Re: Defining Inner Products

Re: Defining Inner Products

Thanks so much. I can verify this is an inner product, but not sure how the length of each basis vector would be one.

Re: Defining Inner Products

The coordinates of a basis vector are (0, ..., 0, 1, 0, ..., 0), i.e., all zeros and one 1 at the th place.

Re: Defining Inner Products

define the length as √<u,u>, right?

since in this basis each vector has coordinates (0,0,....,1,....,0) (where the 1 is in the j-th place for the j-th basis vector)

we have <ej,ej>= √(0^2 + 0^2 +...+1^2 +....+ 0^2) = √1 = 1.

technically, what we are doing is making our given basis look like the standard basis for F^n (F is whatever field you're using, the reals, rationals or complex numbers probably).

if we call our basis B, and the standard basis for R^n S, what we are doing is replacing (for the inner product) the S-coordinates of our basis with their B-coordinates.

here is an in-depth example:

suppose our basis is {(1,0,1),(0,1,0),(1,0,-1)} = {u1,u2,u3}. in the USUAL inner product for R^3,

(1,0,1).(1,0,1) = 1+0+1 = 2, so this basis isn't orthonormal with respect to the usual inner product.

but (1,0,1) = u1 = 1u1 + 0u2 + 0u3 = [1,0,0]B.

so <u1,u1> , our "new" inner product, is the dot product of the B-coordinate vectors in R^3:

<u1,u1> = (1,0,0).(1,0,0) = 1+0+0 = 1.

the ability to squeeze a scalar from two vectors in a positive-definite bilinear way depends on us assigning an array of scalars to any vector. the way we do this is, in effect, tantamount to choosing a basis.

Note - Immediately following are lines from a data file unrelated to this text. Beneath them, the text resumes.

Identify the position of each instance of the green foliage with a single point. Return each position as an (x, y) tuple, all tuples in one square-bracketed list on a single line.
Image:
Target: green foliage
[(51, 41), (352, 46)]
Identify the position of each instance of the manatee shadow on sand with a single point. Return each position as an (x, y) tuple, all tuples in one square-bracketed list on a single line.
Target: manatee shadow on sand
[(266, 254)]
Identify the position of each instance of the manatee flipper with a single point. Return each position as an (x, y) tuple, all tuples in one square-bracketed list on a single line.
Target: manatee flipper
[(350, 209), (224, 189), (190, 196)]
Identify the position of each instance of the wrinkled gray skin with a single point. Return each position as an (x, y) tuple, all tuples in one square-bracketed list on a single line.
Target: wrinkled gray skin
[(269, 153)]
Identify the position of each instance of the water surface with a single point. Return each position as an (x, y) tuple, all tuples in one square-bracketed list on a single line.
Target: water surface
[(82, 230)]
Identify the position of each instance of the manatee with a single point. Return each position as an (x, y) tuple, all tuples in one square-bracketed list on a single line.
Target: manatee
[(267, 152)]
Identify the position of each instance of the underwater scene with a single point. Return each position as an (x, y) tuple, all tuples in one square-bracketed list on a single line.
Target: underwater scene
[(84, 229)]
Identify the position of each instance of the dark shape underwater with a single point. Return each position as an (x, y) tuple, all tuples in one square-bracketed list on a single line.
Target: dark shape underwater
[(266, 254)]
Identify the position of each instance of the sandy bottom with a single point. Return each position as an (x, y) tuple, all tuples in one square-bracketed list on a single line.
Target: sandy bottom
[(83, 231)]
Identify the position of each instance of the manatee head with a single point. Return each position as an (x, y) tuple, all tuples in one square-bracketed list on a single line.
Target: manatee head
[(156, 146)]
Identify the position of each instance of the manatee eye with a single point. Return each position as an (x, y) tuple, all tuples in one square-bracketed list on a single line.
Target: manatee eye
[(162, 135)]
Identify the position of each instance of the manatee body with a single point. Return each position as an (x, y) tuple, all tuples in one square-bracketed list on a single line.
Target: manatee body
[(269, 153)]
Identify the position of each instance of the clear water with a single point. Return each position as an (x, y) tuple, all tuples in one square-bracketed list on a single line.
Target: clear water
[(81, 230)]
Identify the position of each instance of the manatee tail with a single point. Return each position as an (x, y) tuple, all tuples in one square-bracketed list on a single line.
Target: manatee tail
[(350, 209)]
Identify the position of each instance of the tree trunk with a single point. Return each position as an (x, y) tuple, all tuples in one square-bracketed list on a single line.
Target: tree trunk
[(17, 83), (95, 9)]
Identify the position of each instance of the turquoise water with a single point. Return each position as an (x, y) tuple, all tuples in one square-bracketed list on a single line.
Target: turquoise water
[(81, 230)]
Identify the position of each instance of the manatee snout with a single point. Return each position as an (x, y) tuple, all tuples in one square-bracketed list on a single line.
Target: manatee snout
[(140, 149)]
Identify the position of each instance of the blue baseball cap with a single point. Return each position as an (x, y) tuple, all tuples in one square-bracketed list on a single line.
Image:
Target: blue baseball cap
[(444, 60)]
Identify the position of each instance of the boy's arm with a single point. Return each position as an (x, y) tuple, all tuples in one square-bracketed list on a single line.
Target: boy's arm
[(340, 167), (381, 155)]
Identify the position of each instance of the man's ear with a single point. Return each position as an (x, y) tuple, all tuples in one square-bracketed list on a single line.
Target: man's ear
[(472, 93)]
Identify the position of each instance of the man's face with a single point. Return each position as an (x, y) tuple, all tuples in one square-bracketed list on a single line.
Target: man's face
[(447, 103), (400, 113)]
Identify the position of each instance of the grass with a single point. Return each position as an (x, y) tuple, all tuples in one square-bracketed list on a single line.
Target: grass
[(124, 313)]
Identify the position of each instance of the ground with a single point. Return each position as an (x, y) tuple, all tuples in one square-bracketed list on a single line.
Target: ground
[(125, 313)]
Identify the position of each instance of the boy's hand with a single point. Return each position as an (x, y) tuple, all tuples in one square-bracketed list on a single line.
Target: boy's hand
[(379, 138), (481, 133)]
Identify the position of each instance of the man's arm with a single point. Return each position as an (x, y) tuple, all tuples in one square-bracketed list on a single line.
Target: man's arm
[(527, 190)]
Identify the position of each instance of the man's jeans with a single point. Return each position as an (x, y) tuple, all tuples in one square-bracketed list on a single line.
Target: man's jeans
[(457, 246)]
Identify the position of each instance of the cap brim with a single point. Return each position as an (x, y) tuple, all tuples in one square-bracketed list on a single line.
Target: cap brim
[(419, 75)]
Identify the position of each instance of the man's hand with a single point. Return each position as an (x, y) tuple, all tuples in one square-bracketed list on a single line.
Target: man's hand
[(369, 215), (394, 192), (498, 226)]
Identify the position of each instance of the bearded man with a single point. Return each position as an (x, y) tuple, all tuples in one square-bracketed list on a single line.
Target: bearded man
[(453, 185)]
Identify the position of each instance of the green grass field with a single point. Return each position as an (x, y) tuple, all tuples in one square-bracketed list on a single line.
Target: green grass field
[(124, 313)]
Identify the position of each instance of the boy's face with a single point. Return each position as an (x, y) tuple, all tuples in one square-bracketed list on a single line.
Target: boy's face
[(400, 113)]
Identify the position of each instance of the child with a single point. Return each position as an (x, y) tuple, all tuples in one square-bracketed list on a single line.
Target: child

because, for any given vector space, we can choose a basis in many different ways, we can also come up with many different inner products. you can actually go either way with this:

start with a given inner product, and adjust the basis to be orthonormal (Gramm-Schmidt), or start with a basis, and adjust the inner product to be orthonormal.

the key to this whole process, is understanding that for any field F, we can make a finite-dimensional vector space V "look like F^n" (that is we can find an isomorphism to F^n, or in numerical terms: create a change-of-basis matrix).

well, in F^n, everything is simple, because the standard basis is so "nice". so all CaptainBlack did here is make our basis behave itself through the (implicit) transformation:

uj <--->ej (here, to avoid confusion i am using uj for our "given" basis, and ej for the standard basis in F^n)

so to calculate the (new) inner product, we pull our linear combinations in B back to linear combinations in the standard basis F^n, perform the standard inner product (dot product), and then assign that value back to the new inner product:

<u,v>: send u to [u]B, v to [v]B, calculate ([u]B.[v]B), assign to <u,v>.

Re: Defining Inner Products

Thank you so much, it makes so much sense now.